No matter which trade you’ve been acquainted with, there’s a common theme, and that theme is that “smoother is ALWAYS better.” I’ve had limited experience with plaster, but of the experience I’ve had, I remember the extreme difficulty the most. Although plaster is laborious, expensive and time consuming, the results can be amazing. In both the drywall and plaster applications, there’s a huge amount of energy involved to create a smooth finish. Also, in both applications, the predominant idea is a perfectly smooth wall. With Fresco Harmony the focus is more on affordability and efficiency.
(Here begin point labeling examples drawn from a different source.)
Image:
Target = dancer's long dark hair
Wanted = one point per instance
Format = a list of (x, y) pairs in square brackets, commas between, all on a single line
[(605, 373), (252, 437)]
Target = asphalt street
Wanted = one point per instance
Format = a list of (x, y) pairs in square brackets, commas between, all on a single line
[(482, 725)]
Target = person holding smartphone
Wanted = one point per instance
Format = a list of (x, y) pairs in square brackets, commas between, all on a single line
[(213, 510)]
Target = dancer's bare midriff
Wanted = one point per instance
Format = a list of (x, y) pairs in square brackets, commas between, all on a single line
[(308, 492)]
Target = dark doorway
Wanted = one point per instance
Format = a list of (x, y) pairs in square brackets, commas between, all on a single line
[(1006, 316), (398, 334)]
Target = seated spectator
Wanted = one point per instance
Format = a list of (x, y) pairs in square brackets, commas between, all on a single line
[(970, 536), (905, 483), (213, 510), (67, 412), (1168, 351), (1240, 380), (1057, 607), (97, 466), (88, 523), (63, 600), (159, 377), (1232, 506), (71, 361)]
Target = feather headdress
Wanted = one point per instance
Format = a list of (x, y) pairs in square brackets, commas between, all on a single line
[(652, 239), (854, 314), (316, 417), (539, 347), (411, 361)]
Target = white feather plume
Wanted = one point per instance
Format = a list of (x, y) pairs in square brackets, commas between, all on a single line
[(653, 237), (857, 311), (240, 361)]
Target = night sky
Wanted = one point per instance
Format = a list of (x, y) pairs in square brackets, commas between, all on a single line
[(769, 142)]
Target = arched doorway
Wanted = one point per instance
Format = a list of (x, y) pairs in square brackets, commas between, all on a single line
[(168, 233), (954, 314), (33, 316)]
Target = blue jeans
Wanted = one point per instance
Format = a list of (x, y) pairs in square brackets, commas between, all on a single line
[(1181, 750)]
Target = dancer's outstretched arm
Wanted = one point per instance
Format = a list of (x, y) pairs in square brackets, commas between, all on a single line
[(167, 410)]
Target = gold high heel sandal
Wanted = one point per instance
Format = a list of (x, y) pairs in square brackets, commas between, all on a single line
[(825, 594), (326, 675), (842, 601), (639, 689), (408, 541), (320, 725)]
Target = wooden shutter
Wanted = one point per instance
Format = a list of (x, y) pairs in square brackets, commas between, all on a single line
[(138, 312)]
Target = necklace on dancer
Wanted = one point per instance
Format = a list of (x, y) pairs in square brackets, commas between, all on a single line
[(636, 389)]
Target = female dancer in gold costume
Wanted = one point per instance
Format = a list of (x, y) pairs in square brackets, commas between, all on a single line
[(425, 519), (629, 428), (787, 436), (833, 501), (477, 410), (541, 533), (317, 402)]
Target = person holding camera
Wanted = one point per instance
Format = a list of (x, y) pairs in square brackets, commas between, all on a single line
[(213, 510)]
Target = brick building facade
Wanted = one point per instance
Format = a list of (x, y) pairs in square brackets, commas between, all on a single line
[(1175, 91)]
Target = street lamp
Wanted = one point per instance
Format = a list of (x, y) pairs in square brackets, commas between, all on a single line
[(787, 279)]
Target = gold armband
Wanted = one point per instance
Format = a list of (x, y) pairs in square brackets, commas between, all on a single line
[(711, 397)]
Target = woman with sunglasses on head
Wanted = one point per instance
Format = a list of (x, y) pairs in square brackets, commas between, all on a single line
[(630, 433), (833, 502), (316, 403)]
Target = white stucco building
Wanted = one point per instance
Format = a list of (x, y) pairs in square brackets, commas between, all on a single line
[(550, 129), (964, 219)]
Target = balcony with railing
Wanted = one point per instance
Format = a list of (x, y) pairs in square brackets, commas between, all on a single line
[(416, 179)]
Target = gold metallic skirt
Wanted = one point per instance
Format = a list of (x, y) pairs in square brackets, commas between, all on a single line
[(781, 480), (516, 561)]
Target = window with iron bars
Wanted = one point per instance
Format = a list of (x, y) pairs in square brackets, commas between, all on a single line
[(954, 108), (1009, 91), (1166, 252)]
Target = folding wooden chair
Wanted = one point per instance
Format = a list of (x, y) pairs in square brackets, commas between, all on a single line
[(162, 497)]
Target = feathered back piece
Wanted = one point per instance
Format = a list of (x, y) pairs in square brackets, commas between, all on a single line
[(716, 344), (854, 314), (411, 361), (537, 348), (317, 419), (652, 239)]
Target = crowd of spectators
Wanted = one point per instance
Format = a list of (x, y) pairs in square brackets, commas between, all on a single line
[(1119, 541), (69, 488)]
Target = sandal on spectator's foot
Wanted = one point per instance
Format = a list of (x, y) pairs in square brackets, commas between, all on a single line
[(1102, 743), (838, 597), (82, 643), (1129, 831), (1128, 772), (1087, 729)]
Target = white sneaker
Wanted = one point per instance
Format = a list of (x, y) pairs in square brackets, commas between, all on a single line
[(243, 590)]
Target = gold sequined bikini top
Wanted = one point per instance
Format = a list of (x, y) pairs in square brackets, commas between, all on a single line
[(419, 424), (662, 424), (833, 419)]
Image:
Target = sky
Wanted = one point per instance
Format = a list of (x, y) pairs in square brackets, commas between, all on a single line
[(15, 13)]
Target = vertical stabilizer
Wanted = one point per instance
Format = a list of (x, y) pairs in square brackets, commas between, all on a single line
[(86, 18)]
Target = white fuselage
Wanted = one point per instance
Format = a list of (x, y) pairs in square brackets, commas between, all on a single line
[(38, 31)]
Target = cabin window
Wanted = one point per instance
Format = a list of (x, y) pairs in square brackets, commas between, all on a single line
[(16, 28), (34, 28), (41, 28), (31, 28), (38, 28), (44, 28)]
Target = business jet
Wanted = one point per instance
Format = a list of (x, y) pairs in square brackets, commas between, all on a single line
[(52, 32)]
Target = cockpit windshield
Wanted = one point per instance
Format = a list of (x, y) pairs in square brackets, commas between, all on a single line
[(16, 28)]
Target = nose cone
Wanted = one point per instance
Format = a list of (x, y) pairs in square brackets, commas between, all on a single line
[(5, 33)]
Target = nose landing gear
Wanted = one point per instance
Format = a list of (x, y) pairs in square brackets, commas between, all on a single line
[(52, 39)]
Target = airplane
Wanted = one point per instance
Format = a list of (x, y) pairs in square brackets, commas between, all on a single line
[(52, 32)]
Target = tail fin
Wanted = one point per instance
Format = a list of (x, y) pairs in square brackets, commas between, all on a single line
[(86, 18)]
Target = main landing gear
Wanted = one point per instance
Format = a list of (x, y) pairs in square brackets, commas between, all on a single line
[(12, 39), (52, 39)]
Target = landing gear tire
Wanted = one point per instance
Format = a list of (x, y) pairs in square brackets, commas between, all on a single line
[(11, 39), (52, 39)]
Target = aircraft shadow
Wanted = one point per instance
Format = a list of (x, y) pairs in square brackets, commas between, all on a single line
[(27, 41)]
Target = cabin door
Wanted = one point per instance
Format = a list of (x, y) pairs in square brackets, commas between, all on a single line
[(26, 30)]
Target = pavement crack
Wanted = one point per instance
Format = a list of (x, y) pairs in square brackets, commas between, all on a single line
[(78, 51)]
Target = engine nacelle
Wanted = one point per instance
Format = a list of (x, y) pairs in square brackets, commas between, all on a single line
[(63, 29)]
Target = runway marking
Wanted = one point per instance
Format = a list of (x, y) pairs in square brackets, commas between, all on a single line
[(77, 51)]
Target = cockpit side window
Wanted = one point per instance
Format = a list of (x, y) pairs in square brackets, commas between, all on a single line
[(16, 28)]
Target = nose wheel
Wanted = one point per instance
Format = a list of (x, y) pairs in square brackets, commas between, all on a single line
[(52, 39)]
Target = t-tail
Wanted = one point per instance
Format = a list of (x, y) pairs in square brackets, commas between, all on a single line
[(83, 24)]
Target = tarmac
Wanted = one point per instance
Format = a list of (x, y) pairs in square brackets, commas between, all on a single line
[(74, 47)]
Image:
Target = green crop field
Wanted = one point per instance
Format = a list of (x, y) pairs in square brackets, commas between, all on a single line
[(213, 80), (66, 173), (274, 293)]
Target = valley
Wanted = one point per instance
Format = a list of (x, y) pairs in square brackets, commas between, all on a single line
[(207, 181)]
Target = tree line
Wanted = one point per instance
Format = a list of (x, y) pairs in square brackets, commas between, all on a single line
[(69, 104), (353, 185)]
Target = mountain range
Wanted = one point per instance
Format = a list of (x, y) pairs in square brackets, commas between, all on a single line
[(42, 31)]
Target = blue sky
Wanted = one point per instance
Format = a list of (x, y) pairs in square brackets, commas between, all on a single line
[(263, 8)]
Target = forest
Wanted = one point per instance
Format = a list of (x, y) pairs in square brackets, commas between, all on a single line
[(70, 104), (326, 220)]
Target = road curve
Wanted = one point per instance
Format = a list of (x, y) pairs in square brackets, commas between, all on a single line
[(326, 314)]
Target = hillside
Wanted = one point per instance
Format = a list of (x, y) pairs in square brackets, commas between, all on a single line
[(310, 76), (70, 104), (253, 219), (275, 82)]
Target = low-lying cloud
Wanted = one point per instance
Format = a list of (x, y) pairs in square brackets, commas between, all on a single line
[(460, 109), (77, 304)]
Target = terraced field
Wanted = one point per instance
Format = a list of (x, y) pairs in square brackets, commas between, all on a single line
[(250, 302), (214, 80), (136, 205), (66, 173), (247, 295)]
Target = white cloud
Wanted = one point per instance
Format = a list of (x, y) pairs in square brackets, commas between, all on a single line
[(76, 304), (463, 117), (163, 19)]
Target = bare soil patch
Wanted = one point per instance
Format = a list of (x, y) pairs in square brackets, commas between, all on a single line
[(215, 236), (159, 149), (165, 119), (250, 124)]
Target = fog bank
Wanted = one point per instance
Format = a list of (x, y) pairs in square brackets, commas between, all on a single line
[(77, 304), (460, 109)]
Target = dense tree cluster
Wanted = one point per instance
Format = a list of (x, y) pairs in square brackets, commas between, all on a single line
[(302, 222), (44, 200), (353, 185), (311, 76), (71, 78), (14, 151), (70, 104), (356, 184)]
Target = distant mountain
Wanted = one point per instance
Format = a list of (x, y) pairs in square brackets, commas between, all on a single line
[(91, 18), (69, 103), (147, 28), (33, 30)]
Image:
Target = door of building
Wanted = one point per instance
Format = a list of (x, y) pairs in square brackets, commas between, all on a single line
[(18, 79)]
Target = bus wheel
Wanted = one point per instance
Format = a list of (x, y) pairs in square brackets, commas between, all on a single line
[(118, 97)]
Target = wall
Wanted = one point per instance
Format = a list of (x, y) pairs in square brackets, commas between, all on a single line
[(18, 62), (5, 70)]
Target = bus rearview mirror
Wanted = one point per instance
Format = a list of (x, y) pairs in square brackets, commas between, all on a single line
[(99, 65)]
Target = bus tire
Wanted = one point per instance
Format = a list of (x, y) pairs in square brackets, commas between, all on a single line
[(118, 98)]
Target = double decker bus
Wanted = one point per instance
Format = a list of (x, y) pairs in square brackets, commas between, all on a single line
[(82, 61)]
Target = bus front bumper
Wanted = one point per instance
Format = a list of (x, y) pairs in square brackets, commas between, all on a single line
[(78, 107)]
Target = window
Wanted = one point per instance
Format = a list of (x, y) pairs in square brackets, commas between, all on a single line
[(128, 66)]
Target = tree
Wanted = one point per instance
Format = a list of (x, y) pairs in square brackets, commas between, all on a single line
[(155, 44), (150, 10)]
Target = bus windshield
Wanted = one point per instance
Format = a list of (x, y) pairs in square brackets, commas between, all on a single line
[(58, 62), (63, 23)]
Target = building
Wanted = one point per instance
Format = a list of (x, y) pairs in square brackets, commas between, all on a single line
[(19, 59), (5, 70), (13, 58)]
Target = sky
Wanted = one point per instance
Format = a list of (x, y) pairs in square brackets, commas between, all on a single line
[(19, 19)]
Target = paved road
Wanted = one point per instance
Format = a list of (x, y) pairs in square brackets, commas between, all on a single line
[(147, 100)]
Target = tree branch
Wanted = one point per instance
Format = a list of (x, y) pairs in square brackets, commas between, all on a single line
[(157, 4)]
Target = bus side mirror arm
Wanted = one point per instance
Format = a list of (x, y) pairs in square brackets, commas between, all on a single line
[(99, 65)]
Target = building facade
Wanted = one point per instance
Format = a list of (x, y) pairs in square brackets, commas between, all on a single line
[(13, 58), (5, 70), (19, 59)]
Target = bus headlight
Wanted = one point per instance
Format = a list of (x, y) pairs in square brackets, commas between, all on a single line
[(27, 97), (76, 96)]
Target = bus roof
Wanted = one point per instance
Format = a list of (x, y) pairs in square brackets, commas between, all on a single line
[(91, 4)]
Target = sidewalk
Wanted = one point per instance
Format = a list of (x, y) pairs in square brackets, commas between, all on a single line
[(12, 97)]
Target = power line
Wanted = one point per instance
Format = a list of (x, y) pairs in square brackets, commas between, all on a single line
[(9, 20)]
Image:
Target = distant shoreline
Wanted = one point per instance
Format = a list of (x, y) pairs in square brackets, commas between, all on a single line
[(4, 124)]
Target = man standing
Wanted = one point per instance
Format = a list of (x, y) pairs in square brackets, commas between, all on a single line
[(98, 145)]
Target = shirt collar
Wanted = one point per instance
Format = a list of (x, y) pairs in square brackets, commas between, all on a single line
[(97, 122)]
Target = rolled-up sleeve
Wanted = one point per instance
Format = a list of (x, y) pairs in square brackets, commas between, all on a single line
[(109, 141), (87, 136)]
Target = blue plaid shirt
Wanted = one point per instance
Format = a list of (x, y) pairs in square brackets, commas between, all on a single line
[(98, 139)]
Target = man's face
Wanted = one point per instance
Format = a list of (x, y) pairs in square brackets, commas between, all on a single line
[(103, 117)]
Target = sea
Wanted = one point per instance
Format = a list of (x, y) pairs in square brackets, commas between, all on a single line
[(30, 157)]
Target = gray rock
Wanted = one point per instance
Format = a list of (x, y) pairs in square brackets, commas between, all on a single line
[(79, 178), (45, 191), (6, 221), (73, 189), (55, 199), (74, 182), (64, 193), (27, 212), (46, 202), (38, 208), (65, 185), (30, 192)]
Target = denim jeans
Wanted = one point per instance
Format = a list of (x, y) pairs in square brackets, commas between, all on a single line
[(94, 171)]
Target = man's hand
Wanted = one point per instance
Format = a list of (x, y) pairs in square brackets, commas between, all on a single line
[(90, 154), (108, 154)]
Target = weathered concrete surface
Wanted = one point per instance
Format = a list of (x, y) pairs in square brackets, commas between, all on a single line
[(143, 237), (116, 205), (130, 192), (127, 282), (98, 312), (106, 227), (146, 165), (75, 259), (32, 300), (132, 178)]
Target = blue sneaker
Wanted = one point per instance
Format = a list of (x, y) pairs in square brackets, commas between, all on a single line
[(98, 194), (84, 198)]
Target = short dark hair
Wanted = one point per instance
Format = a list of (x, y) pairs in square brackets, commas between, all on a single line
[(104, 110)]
I get it. For some reason smooth walls cater to a calmness that is just not felt with a textured wall. Fresco Harmony is challenging how smooth a wall needs to be, but still look classy and cool. When people ask me if Fresco Harmony is smooth, I tell them that it is. Set aside my definition of true level 5; Fresco Harmony may not be perfectly flat, but it is smooth to the touch. It’s also smooth in appearance. More importantly, that smooth element is achieved with less effort, and the material cost is affordable. Everyone wants a nice smooth plaster look, but few are willing to pay the high prices. What’s the alternative? Ugly texture and paint? Gone are the days of laborious sanding and expensive materials to achieve a beautiful finish. Even hand-textured surfaces are more appealing than spray texture and those take a lot of work. If you’re hand texturing anyway, why not throw color into the mud and create a timeless finish your clients will love? The Fresco Harmony model is challenging the way we view finishing drywall. Now it’s possible to exchange the traditional level 4 (sand, texture and paint method) with the Fresco Harmony, no sanding, method and deliver a finish that’s both efficient and beautiful.

After spending my entire life researching walls I’ve learned one thing, smooth is an illusion. You can make a wall appear very flat but it’s never perfectly smooth. Why not exaggerate that element of imperfection? Texture is an extremely gross exaggeration of flatness. Its only purpose is to hide imperfection. Couldn’t Fresco Harmony be a more refined exaggeration of that antiquated idea? You’ll offer something your competition isn’t, your clients will certainly thank you for it, and your reputation will spread. And remember: Never call it “spackle.”

~ By Nick Harmon
Owner/Creator – Fresco Harmony

3 Comments

  1. FYI, I’ve used ‘Plaster Color’ before. Is there any difference between your ‘Fresco Harmony’ and coloring ‘Diamond Finish’? [Diamond Finish is used in ‘other than’ historically correct restorations.]

    • Nick Harmon says:

      Fresco harmony is the nations first color line specifically designed for joint compound.check out some of our videos. Fesco harmony on YouTube.

  2. Love the article, Nick. Very good explaination, and insight.